Fellow senior Caleb Meyer (61), junior Alex Murdy (52), and sophomore Logan Downes (50) are all producing 10+ points a game, with senior Xavier Murdy just off that pace with 48.
But, these Wolves still have some work to do if they want to be legendary.
That’s because, 52 years down the road, a CHS team from back in the day of short-shorts and no three-point line, is still the standard-bearer.
While the 2021-2022 Wolf squad has opened with 70, 71, 75, 73, and 73-point performances — the program’s best start in more than a decade — the 1969-1970 Coupeville hardwood heroes were even more torrid.
That Wolf squad dropped 102 points on opening night — one of four times they topped triple digits in a 24-game season — then delivered a school-record 114 in game #5.
Through five games, the current team is singing the nets for 72.4 points a night, while the old-school warriors burnt the whole gym down at 85.6 through five contests.
The 69-70 team slowed down (a bit) after that, finishing with a school-record 1,836 points during a 20-4 season.

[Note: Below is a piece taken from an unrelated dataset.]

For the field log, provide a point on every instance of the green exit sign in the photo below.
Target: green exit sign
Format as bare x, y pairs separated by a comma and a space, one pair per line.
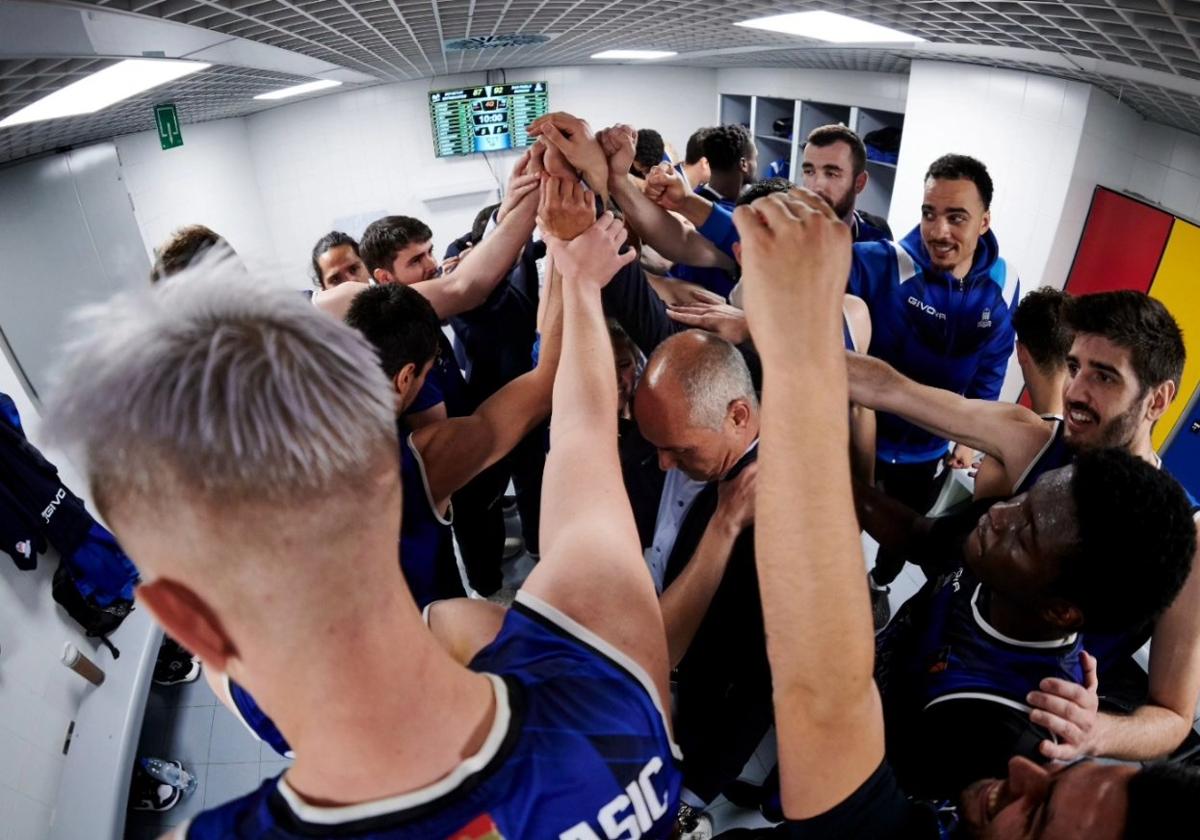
168, 126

That translates out to 76.5 a game, and no CHS team has topped the mark since, even with the embrace of the three-ball.
That vintage squad, which featured Jeff Stone dropping a program-record 644 points, was the first Whidbey Island hoops team to win a district title, and the first CHS team to advance to the state tourney.
We still have a long way to go in this campaign — with the specter of the pandemic still threatening to upend things — but there is an unmistakable feeling that the current Wolves could accomplish something special.
Through five games, Brad Sherman’s team has shown a willingness to share the ball, getting it onto the fingertips of whomever has the hot hand that night.
That bodes well for the future.
Will it make for a historical season? Only time will tell.
The 1960-61 Wolves opened 8-0 but finished 14-5 in the regular season and 2-1 in district.